Addressing the long-term energy rent problem
We also need increases in energy over the long run because this conflict may last a long time. US and UK officials are estimating 10 years or more. Furthermore, Russia’s ability to produce energy will atrophy under sanctions and divestment. Without access to Western financing, expertise, technology, or even spare parts, Russia’s output will decline over time. Western firms are exiting partnerships with Russian companies in technically challenging energy projects—for example, ExxonMobile is discontinuing operations at Sakhalin-1. This divorce will reduce Russian output over time, regardless of whether sanctions remain in place.

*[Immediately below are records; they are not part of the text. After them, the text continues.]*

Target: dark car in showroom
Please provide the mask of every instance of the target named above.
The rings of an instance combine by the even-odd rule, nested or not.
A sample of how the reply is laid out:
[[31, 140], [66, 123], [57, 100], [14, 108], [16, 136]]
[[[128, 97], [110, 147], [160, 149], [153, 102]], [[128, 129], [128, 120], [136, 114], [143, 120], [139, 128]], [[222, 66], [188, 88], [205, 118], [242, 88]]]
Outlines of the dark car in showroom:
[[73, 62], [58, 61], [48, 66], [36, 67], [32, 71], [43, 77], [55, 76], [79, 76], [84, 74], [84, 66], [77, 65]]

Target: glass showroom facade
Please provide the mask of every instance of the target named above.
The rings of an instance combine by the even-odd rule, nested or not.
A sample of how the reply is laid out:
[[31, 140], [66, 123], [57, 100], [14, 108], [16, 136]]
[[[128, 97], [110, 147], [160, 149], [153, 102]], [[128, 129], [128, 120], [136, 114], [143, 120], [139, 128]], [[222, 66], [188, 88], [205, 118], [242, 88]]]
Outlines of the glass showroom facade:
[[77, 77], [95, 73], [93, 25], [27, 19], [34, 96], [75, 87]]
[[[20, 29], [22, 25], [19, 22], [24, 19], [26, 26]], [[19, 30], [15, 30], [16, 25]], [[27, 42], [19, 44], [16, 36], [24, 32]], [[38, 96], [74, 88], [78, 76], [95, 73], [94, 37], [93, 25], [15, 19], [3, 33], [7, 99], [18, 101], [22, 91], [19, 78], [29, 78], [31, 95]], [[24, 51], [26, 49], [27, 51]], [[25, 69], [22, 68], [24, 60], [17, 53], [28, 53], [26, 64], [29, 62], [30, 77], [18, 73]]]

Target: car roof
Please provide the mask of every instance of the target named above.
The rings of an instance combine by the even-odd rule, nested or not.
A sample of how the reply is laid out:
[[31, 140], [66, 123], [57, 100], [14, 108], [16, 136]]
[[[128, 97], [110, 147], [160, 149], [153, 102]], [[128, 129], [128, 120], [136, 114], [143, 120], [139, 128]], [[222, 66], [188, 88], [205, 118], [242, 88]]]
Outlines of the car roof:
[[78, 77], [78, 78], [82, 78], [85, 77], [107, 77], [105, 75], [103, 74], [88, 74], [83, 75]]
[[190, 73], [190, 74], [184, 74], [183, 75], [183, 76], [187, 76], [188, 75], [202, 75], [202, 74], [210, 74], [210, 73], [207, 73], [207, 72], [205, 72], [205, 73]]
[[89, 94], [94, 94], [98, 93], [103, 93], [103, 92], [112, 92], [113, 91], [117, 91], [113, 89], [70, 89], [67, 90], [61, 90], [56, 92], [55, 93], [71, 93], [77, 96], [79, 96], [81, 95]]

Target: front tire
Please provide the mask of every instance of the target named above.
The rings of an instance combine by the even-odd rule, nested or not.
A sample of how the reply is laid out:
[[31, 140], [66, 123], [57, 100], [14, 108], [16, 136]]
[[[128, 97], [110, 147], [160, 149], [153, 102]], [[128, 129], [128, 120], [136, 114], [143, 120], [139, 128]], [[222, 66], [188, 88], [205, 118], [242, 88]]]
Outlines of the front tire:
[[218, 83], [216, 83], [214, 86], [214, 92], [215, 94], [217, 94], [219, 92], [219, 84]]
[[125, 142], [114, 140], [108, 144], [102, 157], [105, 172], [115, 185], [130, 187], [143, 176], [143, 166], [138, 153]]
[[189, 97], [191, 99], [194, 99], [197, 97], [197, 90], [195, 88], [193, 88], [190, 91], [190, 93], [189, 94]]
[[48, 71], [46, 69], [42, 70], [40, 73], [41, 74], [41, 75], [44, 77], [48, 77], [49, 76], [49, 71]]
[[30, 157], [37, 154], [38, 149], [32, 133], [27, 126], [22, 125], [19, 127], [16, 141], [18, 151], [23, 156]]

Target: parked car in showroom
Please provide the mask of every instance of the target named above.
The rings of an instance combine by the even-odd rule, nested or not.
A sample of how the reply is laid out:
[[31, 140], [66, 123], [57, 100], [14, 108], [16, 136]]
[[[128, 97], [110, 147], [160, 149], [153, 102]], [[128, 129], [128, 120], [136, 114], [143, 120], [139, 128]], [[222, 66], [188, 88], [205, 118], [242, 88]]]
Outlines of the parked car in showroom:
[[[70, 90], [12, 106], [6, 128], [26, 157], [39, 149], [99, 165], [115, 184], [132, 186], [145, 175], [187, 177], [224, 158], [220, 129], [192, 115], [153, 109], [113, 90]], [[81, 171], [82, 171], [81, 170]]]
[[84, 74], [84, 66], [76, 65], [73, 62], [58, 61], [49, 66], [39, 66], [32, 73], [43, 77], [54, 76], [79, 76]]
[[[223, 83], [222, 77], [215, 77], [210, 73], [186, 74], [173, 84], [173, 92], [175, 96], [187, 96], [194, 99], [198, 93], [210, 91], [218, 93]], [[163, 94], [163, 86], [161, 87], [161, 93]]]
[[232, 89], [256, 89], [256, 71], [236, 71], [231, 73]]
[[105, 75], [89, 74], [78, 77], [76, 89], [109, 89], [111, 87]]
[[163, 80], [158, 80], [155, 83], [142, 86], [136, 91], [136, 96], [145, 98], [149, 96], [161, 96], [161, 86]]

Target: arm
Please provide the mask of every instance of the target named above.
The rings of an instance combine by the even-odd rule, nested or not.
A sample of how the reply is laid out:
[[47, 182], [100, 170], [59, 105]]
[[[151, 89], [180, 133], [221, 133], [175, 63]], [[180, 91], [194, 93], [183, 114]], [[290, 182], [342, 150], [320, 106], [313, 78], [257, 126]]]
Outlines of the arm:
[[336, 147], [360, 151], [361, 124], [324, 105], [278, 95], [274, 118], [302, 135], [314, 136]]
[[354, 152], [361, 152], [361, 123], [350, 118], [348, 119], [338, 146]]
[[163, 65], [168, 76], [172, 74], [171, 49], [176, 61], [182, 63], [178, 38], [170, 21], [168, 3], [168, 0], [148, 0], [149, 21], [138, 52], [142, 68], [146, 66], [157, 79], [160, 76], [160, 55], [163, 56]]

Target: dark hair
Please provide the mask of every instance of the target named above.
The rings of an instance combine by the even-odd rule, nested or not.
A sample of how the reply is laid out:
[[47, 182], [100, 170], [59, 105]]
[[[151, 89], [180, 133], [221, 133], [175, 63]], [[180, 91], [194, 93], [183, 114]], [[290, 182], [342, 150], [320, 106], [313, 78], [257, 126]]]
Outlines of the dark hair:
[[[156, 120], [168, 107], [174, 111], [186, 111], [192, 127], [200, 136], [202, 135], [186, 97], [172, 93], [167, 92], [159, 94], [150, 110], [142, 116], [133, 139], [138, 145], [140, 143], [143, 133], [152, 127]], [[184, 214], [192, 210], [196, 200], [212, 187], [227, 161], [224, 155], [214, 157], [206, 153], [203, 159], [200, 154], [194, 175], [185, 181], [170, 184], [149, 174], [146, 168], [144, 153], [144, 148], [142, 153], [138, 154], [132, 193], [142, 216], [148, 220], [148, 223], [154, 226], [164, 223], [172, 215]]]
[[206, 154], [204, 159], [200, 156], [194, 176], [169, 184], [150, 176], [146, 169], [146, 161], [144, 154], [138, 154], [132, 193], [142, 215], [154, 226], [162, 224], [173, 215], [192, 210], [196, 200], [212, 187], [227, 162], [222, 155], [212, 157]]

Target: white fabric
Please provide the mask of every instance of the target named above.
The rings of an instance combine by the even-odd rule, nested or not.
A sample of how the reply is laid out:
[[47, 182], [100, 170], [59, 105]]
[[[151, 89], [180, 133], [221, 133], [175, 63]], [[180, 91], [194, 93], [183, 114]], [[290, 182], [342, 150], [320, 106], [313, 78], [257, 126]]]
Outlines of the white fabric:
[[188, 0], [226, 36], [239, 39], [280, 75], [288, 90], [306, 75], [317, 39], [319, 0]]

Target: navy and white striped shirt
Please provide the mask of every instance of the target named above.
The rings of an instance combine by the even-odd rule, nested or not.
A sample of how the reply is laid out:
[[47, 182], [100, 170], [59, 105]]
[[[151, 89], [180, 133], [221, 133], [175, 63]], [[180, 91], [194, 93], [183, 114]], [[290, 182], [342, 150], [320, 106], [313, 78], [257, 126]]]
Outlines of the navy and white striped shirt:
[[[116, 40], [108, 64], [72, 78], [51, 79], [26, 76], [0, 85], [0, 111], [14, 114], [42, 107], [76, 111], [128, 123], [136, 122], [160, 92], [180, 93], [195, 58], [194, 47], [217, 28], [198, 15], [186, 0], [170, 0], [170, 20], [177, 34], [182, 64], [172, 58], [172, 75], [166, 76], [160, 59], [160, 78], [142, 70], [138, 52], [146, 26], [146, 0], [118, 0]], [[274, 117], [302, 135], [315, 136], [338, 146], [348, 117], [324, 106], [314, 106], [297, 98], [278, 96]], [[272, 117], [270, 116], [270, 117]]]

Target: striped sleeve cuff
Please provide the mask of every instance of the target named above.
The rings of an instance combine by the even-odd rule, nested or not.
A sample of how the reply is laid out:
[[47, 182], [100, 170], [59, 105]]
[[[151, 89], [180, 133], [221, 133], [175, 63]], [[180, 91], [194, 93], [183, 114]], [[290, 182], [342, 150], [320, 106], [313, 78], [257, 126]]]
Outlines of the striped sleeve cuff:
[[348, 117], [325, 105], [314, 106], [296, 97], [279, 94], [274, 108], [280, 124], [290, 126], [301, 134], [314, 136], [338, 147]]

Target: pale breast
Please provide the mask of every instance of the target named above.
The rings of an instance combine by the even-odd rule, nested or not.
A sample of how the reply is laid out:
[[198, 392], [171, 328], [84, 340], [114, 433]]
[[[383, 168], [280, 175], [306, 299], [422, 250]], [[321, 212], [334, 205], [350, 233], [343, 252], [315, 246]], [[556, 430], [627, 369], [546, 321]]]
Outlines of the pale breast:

In the medium and long run, we need to invest in non-fossil energy, not only because it would emit less carbon dioxide and enable greater energy abundance, but also because it would drain the coffers of rentier states around the world, including Russia. Wind and solar energy have become incredibly cheap, but they don’t work in all locations. Solar, in particular, does not offer much of a solution for Europe, because Europe is at counterintuitively high latitude. Berlin, for example, is further north than Saskatoon, Saskatchewan.
In order to produce the firm and dense power we need to really have strategic autonomy from rentier states, we must develop new geothermal and nuclear technologies. For advanced geothermal, which is technologically similar to oil and gas drilling, the existence of an oil services industry in the United States gives it a leg up over many other parts of the world. If Europe is willing in the short term to legalize fracking, the oil services industry that develops will be able to pivot to geothermal over the medium term as I expect to happen in the US. The biggest obstacle to geothermal development in the US is our insane permitting system under the National Environmental Policy Act.
All over the world, we need more nuclear power plants. In the United States, there is not a single operating reactor that began its permitting and licensing process since the Nuclear Regulatory Commission was established in 1975. We need wholesale NRC reform, potentially including ending the independent agency as we know it and moving its functions under the Department of Energy.
The United States needs to take a lesson from France, which generates 70% of its electricity from nuclear reactors. Unlike the US, France’s 56 operating nuclear reactors consist of only a small number of models. By churning out reactors in cookie-cutter fashion, France drives the cost of nuclear power down. In the US, we have more site-specific requirements (such as NEPA review) that make the cookie cutter approach challenging. It’s possible that new technologies such as microreactors and small modular reactors could bring economies of scale to American nuclear power, but that will require regulators to approve these new designs and projects.
We must become less complacent. The invasion of Ukraine, and the brutal slaughter of large numbers of innocent civilians that now seems likely, is Vladimir Putin’s fault. But Putin was enabled every step of the way by Western complacency about energy supplies.
If we want to avoid future such crises, we should develop such a rich abundance of energy supplies that dictators reliant on resource rents will cease to exist, or in any case, won’t be inclined to miscalculate Western strategic autonomy.